On 23/05/16 16:26, Neeraj Sharma wrote:
Hi,
I've been preoccupied due to multiple reasons and as much I wanted to could
not give due importance to the lingering questions in my mind after work on
getting the Erlang language on RumpRun unikernel. Although it was good to
get erlang on RumpRun, the achievement was short lived because I wonder how
many it for their pet projects forget about going into production.
Not surprising; pet projects and production projects are usually quite
different, and just throwing a rough diamond out there will rarely cut
it (or polish it?).
1. In general people are content with traditional operating system and
applies them in all use cases where unikernel based approach should be used
instead.
I'd guess they are content with traditional operating systems like they
are content with petroleum-engine cars. As long as the pedals and
steering wheel look roughly the same, all it takes is some financial
incentive to see the need for change.
2. The framework to build and package Erlang application on RumpRun is ugly
(not surprisingly the intent was to get it to work in the first place) and
needs a lot of improvement.
How does this "ugly" manifest itself? Does it matter?
3. There is a lack of a showcase project which demonstrates the power of
Erlang on RumpRun, which motivates wider adoption.
the eternal chicken-egg
Paradoxically, it's very difficult to get people to use something out of
their free will.
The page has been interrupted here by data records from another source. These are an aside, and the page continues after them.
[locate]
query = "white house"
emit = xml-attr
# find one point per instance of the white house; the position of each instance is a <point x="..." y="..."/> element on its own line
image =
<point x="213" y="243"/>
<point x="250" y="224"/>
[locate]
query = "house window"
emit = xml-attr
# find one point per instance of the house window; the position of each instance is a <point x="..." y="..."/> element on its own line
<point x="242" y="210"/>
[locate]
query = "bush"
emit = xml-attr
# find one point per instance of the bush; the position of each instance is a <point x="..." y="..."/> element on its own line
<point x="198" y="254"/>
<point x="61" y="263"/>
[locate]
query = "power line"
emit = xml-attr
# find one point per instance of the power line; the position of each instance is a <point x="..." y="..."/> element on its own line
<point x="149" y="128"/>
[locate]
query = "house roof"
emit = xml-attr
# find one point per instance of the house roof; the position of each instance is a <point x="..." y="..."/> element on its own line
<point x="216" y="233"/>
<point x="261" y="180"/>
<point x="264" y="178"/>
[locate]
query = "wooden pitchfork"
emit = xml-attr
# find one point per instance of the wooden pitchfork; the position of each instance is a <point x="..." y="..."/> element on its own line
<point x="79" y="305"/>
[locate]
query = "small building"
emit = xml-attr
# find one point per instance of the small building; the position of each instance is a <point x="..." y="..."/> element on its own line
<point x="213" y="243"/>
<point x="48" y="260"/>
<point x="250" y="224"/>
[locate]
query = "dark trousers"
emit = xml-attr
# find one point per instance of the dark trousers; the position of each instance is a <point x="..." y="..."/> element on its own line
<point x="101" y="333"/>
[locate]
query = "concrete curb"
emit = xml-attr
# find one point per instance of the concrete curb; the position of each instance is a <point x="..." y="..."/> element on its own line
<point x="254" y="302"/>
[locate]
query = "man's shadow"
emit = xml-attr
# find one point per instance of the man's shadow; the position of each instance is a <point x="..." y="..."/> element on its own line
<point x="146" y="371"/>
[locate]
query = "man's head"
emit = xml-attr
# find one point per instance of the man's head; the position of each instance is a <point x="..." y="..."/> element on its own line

If you make them to pay you to use it, it's a
different story. So, in effect, a quick way to get to the point of
wider adoption is to attract a sales team. Unfortunately, I don't
remember seeing a lot of open source sales teams ...
4. Although related to point-2 I would like to indicate separately that
Erlang build is way beyond something which can be termed as a bloat. This
again is a consequence of neglecting it in the interest of a working
prototype (achieved earlier). The final output should be inline with the
principle of unikernels; which is to be a working-bare-minimum distribution
ultra-small. There are some ways of achieving that, but may require a lot
of time to gain desired design, flexibility or performance.
As long as it's not worse than standard Erlang, why is it a priority?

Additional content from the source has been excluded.